Do we agree, that if you have never borrowed a connection, numActive should not
be greater than 0, regardless of pool settings?
If we agree, then there is a bug.
My code attached exposes this, I'm not sure why you are not able to use it or
see it. The commons-pool package is commonly used for many things and generic
knowledge of that project is very useful in diagnosing this problem.
Put a breakpoint in the borrowObject() method of the pool object (use your
implementation, or mine), and before the super call to borrowObject() in the
pool packages, inspect the {{numActive}}.
If numActive == 1 before the call to the pool to make the first borrow, there
is a bug. AFTER we borrow the first connection, numActive should be 1.
If you still don't see it, change the line of my code in
DebugConnectionPool.java from:
{code:java}log.debug( "BORROWING: from " + toId( delegate ) + stats( delegate
) );{code}
to:
{code:java}log.debug( "BORROWING: holy cow this is num active before borrowing
a connection!!!!!!!!!!!!!!!!!!!!! " + getNumActive();{code}
I think that should get you there.
> NumActive is off-by-one at instantiation and causes premature exhaustion
> ------------------------------------------------------------------------
>
> Key: DBCP-345
> URL: https://issues.apache.org/jira/browse/DBCP-345
> Project: Commons Dbcp
> Issue Type: Bug
> Affects Versions: 1.4
> Reporter: Kevin Ross
> Attachments: DebugBasicDataSource.java, DebugConnectionPool.java
>
> Original Estimate: 1h
> Remaining Estimate: 1h
>
> Scenario: we have some code that we had thought was potentially leaking
> connections. In our unitTest/integrationTest environment, we know we can
> *lock down connections to a total of 2* and a full run should pass. We had
> no such luck with a {{maxActive}} of 2.

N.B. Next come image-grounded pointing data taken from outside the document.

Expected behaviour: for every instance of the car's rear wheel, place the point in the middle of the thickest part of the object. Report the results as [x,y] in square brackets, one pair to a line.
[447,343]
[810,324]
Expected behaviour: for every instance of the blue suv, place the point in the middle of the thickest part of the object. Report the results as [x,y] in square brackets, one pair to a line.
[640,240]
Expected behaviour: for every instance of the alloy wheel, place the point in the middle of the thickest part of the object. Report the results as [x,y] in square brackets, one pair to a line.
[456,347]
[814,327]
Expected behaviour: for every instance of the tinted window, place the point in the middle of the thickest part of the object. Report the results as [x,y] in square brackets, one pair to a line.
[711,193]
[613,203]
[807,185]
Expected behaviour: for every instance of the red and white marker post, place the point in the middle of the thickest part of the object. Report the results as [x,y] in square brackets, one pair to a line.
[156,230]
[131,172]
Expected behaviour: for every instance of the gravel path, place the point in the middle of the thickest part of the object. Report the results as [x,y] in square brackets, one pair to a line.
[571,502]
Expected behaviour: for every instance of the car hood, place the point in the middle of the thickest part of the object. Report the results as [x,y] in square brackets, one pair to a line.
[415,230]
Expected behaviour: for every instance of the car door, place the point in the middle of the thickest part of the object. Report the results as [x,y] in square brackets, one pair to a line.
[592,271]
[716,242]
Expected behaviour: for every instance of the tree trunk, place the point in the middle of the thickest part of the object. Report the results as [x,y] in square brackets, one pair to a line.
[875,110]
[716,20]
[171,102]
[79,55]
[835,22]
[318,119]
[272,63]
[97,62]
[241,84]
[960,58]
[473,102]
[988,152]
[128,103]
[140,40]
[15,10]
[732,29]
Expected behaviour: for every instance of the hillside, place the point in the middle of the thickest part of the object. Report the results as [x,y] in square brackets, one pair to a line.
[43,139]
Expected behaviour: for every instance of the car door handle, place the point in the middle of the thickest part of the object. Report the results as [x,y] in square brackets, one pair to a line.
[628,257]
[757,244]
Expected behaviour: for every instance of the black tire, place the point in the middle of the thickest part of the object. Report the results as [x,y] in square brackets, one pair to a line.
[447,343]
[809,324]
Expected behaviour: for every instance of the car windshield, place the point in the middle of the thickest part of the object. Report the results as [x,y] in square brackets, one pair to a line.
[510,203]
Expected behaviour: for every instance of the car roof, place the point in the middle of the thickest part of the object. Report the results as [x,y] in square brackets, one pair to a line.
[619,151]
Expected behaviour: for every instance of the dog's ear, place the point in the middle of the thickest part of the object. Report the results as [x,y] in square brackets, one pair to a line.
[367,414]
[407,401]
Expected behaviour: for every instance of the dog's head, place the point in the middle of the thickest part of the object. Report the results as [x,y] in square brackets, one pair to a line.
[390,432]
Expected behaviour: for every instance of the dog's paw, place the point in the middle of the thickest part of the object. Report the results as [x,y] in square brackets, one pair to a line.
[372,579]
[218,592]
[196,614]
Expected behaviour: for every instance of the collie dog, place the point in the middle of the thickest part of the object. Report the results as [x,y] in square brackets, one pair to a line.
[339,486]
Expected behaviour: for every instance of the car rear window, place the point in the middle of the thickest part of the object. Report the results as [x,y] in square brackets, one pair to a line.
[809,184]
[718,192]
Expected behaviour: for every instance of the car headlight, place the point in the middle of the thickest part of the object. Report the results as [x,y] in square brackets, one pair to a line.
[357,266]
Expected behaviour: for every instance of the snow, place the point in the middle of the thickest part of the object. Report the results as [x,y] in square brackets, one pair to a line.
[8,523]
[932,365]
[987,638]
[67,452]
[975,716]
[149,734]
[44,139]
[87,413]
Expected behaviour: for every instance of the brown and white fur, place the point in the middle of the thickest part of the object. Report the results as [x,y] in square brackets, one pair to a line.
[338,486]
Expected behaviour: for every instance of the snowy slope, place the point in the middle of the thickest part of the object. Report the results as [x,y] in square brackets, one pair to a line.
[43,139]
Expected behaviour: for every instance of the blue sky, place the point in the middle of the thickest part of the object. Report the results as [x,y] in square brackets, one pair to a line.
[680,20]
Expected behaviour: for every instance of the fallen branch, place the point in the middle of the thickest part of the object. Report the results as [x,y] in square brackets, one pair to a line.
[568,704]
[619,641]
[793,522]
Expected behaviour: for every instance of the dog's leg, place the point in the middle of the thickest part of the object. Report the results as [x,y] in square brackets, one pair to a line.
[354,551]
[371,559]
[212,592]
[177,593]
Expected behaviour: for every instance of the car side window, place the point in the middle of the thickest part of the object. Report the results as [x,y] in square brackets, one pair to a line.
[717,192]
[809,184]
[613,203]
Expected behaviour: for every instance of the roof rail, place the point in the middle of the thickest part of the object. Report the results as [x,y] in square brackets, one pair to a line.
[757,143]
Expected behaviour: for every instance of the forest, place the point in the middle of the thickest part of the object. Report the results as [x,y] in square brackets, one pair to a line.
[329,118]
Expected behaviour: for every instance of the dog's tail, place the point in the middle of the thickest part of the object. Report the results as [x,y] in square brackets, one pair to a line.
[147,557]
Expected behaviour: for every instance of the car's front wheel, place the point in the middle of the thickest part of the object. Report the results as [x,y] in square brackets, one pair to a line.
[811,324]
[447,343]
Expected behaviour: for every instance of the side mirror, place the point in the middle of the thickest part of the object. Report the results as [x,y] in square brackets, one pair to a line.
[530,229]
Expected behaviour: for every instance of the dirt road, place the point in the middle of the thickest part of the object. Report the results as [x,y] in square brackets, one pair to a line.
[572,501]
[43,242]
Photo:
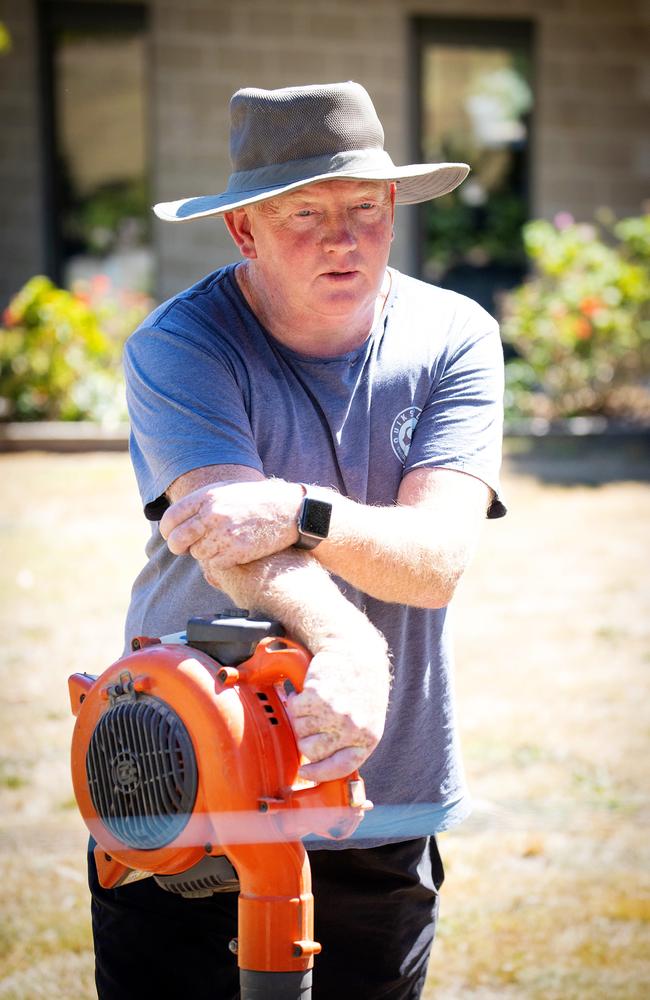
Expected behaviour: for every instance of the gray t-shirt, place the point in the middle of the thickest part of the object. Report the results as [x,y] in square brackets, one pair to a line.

> We created/attached a {{DebugBasicDataSource}} which initializes a
> {{DebugConnectionPool}} for logging purposes and delegates into the DBCP
> hierarchy. BTW - consistent use of accessors would have made this a cleaner
> affair ;)
> {code} // num active starts at one! Here is the original unmodified
> log message:
> // BORROWING: from abandonedobjectp...@10f0f6ac (1 of 2) 0
> idle: threadStats[ ]: all-time uniques{ (empty) }
> // SEE! no borrows ever, and the first pre-borrow already has a count
> of 1!{code}
> Before borrowing the first connection - {{numActive}} is 1!
> The gorier details below, I hope they help someone else!
> Constraining the pool was the best way to uncover the leakage.
> Thinking it was our error, we went after our code to find the problem. We
> had such a hard time understanding who was using connections, in which Spring
> context. The confusion stemmed from the fact that our unitTests run against
> REST resources deployed as Jersey components in a Grizzly container. Where
> they using the same connection pool or not? Was the unitTest setup side
> exhausting more connections, or was it leaking on the REST service side.
> Answers:
> 1. Our unitTests executing Jersey with in-VM Grizzly container do indeed
> utilize the same pool (and same Spring context).
> 2. Our unitTest (side) was not using more than one connection for data
> setup, and it returned the connection for reuse.
> 3. Our REST service side was only using one connection, but was a Grizzly
> threaded container and we have AcitveMQ running as well. Practically, one
> server connection could handle everything, but the REST service and ActiveMQ
> listener could potentially claim 2.
> Note, the attached DebugBasicDataSource was quite useful to determine which
> threads were claiming which connections in a leak situation. Certainly do
> not configure it on the production side, but it might be nice to see
> something like this offered up on the DBCP site somewhere to help developers
> find or confirm their misconfiguration or bad code.